On ingress: validate the identity and return a user id or None.

authenticate(environ, identity)

identity -> ‘userid’ | None

o ‘environ’ is the WSGI environment.

o ‘identity’ will be a dictionary (with arbitrary keys and
values).
o The IAuthenticator should return a single user id (optimally
a string) if the identity can be authenticated. If the identify cannot be authenticated, the IAuthenticator should return None.

Each instance of a registered IAuthenticator plugin that matches the request classifier will be called N times during a single request, where N is the number of identities found by any IIdentifierPlugin instances.

An authenticator must not raise an exception if it is provided an identity dictionary that it does not understand (e.g. if it presumes that ‘login’ and ‘password’ are keys in the dictionary, it should check for the existence of these keys before attempting to do anything; if they don’t exist, it should return None).

An authenticator is permitted to add extra keys to the ‘identity’ dictionary (e.g., to save metadata from a database query, rather than requiring a separate query from an IMetadataProvider plugin).

interface repoze.who.interfaces.IChallenger

Extends: repoze.who.interfaces.IPlugin

On egress: Conditionally initiate a challenge to the user to provide credentials.

Only challenge plugins which match one of the the current response’s classifications will be asked to perform a challenge.

challenge(environ, status, app_headers, forget_headers)

args -> WSGI application or None

o ‘environ’ is the WSGI environment.

o ‘status’ is the status written into start_response by the
downstream application.
o ‘app_headers’ is the headers list written into start_response by the
downstream application.
o ‘forget_headers’ is a list of headers which must be passed
back in the response in order to perform credentials reset (logout). These come from the ‘forget’ method of IIdentifier plugin used to do the request’s identification.

Examine the values passed in and return a WSGI application (a callable which accepts environ and start_response as its two positional arguments, ala PEP 333) which causes a challenge to be performed.
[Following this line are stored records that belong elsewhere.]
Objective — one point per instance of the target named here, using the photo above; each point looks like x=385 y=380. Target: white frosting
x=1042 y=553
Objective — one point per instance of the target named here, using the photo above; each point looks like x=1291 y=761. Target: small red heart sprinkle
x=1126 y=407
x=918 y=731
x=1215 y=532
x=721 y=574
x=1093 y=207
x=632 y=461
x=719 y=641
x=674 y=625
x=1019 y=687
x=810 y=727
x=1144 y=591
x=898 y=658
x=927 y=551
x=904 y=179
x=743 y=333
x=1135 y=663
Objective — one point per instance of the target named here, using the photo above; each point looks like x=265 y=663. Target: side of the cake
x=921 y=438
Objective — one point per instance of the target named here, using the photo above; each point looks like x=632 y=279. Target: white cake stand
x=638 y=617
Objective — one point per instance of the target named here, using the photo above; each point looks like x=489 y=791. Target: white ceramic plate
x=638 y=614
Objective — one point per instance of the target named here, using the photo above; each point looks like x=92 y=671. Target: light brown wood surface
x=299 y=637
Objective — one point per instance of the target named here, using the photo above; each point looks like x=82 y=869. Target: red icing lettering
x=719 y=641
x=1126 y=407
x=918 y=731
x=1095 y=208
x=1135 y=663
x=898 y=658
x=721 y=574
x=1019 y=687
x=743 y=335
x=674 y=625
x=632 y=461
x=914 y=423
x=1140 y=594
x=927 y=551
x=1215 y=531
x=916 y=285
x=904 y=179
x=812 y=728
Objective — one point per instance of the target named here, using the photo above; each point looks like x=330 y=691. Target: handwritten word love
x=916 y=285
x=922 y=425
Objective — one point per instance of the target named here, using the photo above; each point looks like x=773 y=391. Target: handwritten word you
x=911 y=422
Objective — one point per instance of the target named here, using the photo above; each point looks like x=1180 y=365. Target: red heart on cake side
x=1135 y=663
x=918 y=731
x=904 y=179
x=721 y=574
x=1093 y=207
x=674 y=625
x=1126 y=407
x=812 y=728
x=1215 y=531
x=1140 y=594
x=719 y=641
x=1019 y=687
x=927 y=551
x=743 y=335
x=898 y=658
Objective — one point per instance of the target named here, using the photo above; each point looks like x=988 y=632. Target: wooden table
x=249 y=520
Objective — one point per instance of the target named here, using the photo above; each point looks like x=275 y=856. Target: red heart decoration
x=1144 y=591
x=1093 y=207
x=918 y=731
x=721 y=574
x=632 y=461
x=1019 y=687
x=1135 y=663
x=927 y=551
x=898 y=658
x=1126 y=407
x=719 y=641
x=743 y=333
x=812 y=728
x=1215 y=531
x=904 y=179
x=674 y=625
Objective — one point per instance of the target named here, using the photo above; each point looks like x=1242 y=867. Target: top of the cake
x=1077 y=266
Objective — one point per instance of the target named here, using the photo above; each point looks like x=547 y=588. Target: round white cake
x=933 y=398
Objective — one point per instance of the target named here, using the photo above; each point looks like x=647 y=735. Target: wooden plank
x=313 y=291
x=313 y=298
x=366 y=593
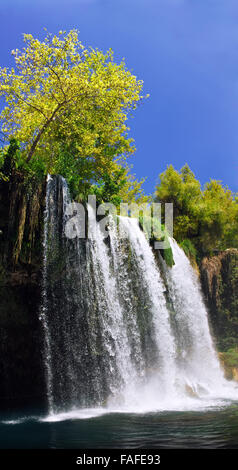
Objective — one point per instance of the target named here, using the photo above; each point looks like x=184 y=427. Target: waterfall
x=120 y=332
x=198 y=364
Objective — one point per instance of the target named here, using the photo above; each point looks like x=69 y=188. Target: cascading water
x=114 y=337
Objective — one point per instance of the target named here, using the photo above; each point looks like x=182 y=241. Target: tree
x=206 y=218
x=62 y=98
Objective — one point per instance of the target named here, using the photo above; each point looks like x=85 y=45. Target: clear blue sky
x=186 y=51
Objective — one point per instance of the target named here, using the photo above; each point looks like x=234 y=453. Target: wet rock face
x=219 y=277
x=21 y=223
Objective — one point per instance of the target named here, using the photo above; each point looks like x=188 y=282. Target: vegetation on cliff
x=67 y=108
x=204 y=219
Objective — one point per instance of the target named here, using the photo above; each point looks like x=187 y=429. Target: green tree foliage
x=204 y=219
x=68 y=107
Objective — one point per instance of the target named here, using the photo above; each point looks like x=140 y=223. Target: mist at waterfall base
x=129 y=359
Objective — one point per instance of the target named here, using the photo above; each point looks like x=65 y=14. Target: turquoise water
x=211 y=428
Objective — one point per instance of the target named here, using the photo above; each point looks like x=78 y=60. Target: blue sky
x=185 y=51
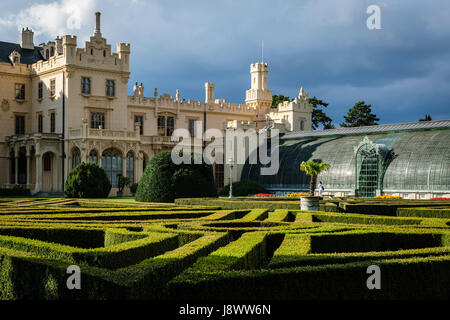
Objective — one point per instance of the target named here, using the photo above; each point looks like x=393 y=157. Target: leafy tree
x=123 y=182
x=360 y=115
x=318 y=115
x=313 y=169
x=426 y=118
x=87 y=180
x=164 y=181
x=276 y=99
Return None to forego performing a challenge.

interface repoze.who.interfaces.IMetadataProvider

Extends: repoze.who.interfaces.IPlugin

On ingress: When an identity is authenticated, metadata providers may scribble on the identity dictionary arbitrarily. Return values from metadata providers are ignored.

add_metadata(environ, identity)

Add metadata to the identity (which is a dictionary). One value is always guaranteed to be in the dictionary when add_metadata is called: ‘repoze.who.userid’, representing the user id of the identity. Availability and composition of other keys will depend on the identifier plugin which created the identity.